Date of Award:

8-2022

Document Type:

Thesis

Degree Name:

Master of Science (MS)

Department:

Civil and Environmental Engineering

Committee Chair(s)

Belize A. Lane

Committee

Belize A. Lane

Committee

Colin B. Phillips

Committee

Brendan P. Murphy

Abstract

Wildfires can contribute to enhanced flooding, erosion, debris flows, sediment transport, and water quality changes that impact downstream infrastructure, water users, and aquatic habitat. With increasing wildfire risk in the western U.S. due to a changing climate, understanding post-wildfire rainfall-runoff patterns and controls is critical for continued water resources security. To improve understanding of post-wildfire rainfall-runoff patterns and controls, we developed a transparent, repeatable analysis framework to collect precipitation and streamflow data, identify paired rainfall-runoff events, and analyze these events to evaluate post-wildfire rainfall-runoff patterns and controls. To automate the rainfall-runoff event identification, the Rainfall-Runoff Event Detection and Identification (RREDI) algorithm was developed.

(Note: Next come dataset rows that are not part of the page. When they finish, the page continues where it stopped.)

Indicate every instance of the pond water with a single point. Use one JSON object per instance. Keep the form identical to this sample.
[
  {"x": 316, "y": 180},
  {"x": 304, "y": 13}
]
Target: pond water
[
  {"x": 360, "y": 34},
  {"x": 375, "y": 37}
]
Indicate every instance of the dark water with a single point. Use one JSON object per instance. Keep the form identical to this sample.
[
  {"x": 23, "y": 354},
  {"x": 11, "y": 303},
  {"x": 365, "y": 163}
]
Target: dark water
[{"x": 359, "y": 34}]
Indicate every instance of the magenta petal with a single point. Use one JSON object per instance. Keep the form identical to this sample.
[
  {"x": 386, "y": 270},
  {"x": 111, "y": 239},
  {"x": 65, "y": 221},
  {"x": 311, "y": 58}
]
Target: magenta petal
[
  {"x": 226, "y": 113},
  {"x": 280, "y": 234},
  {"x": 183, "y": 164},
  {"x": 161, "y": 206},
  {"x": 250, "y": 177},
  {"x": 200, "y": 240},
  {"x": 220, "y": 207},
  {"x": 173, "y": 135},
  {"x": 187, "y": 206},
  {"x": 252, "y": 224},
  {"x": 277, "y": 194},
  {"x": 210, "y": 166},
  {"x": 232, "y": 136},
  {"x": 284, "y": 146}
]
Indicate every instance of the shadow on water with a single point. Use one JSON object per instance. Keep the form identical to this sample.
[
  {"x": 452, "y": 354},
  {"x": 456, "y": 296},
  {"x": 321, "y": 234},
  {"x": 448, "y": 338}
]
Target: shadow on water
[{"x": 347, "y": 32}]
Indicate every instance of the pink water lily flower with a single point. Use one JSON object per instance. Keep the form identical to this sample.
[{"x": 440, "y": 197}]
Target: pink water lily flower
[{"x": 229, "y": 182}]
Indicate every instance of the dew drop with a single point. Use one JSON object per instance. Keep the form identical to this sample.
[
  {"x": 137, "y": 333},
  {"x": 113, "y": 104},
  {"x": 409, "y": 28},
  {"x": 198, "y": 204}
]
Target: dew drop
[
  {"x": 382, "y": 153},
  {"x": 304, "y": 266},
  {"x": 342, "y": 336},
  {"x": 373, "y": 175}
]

Flow and precipitation data were collected through a hydrologic monitoring network installed in the area burned by the Grizzly Creek Fire (Aug 2020) in Glenwood Canyon, Colorado, USA in five burned watersheds and two nearby unburned watersheds. The North American monsoon drove the precipitation regime during the monitoring period (summer 2021) resulting in highly localized, intense thunderstorm events. The observed rainfall-runoff patterns were highly variable, indicating a number of complex controls including precipitation variability, watershed and burn characteristics, seasonality, and prior storm events may influence rainfall-runoff response. This study investigates post-wildfire rainfall-runoff events across space and time scales to reveal hydrologic patterns and potential controls.